Note: It is better to enclose the relational operators within a pair of parentheses as shown in the example, to avoid unforeseen errors during computation
Selecting Elements
There are multiple ways you can select an element in a series and let us understand them one by one.
Using index number
series supports the standard indexing mechanism to get an element with '0' be the starting index. You can also go in the reverse direction starting from -1. These are very similar to Python lists or np arrays that you have dealt with earlier.
s1 = pd.Series([20, 14, 32, 50, 49, 100])
s1[0] # gets you the first element of the Series
s1[-1] # gets you the last element of the Series
Note: For negative indexes to work, you should have a custom index defined. Only then it works. For the default indexing it does not work.
Using iloc
You can also use iloc function when you are dealing with using the index number. Here is an example;
a = pd.Series([100, 200, 300], index=['a', 'b', 'c'])
a.iloc[0] # gets you the first element of the Series
Output:
100
Retrieving multiple values
You can also retrieve multiple values with iloc and here is an example
s1 = pd.Series([20, 14, 32, 50, 49, 100])
s1.iloc[[0, 3]]
Output:
a 20
d 50
With iloc you can also get a range of values similar to slicing and here is an exmaple
s1 = pd.Series([20, 14, 32, 50, 49, 100])
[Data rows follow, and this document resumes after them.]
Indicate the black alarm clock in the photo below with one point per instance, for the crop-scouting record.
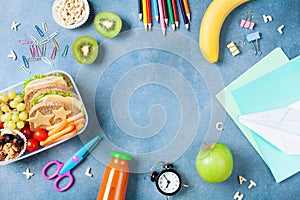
(168, 182)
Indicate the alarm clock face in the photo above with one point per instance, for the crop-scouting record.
(168, 182)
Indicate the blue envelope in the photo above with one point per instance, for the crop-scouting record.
(276, 89)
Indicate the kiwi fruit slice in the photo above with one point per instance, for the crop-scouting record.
(85, 49)
(108, 24)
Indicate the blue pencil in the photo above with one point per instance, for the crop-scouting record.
(155, 7)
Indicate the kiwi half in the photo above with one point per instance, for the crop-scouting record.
(85, 49)
(108, 24)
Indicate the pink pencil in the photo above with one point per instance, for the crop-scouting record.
(161, 17)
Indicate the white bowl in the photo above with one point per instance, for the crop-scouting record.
(58, 13)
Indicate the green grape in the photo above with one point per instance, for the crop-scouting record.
(7, 117)
(3, 98)
(23, 115)
(15, 117)
(2, 118)
(13, 104)
(11, 94)
(21, 107)
(18, 98)
(11, 125)
(4, 108)
(20, 124)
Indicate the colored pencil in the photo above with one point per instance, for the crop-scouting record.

s1.iloc[0:3] # gets all values from index 0 to index 3 excluding 3
Traditional methods using positional index numbers
Of course the regular slice function and the regular retrieval using the positional index also works on Series
s1 = pd.Series([20, 14, 32, 50, 49, 100])
s1[0:3] # This gives the same result as iloc[0:3]
s1[0] # this retrieves the first element of the Series
Updating values
Series object is mutable so you can update or delete any element and here are some examples of using the positional index and iloc to get your job done
s1 = pd.Series([20, 14, 32, 50, 49, 100])
s1[0] = 100 # changes the first element to 100
s1.iloc[2] = 200 # updates the third element to 200
If iloc and regular index gives the same results which one should you use? Well, if you are only retrieving or updating 1 value, either one of them is fine but if you are retrieving or updating multiple values then .iloc would be better fit and here is an example
s1 = pd.Series([20, 14, 32, 50, 49, 100])
s1.iloc[[0, 3]] = 100, 200 # you can update both the first element and the fourth element with one statement using iloc
Using loc property
You can also use loc instead of iloc in all the above examples. However, if you have a non numerical index, then you have to use loc to retrieve values using the non numerical index. Here is an example
s1 = pd.Series([20, 14, 32, 50, 49, 100], index=['a', 'b', 'z', 'd', 'e', 'f'])
print(s1.loc[['a','d']])
print(s1.iloc[[0, 3]])
Both the above print statements retrieves the first and the fourth value in the series except iloc retrieves it using numerical index and loc uses the custom index labels.
If the custom index label is not provided then both loc and iloc behave the same and you can use the positional index to get the values.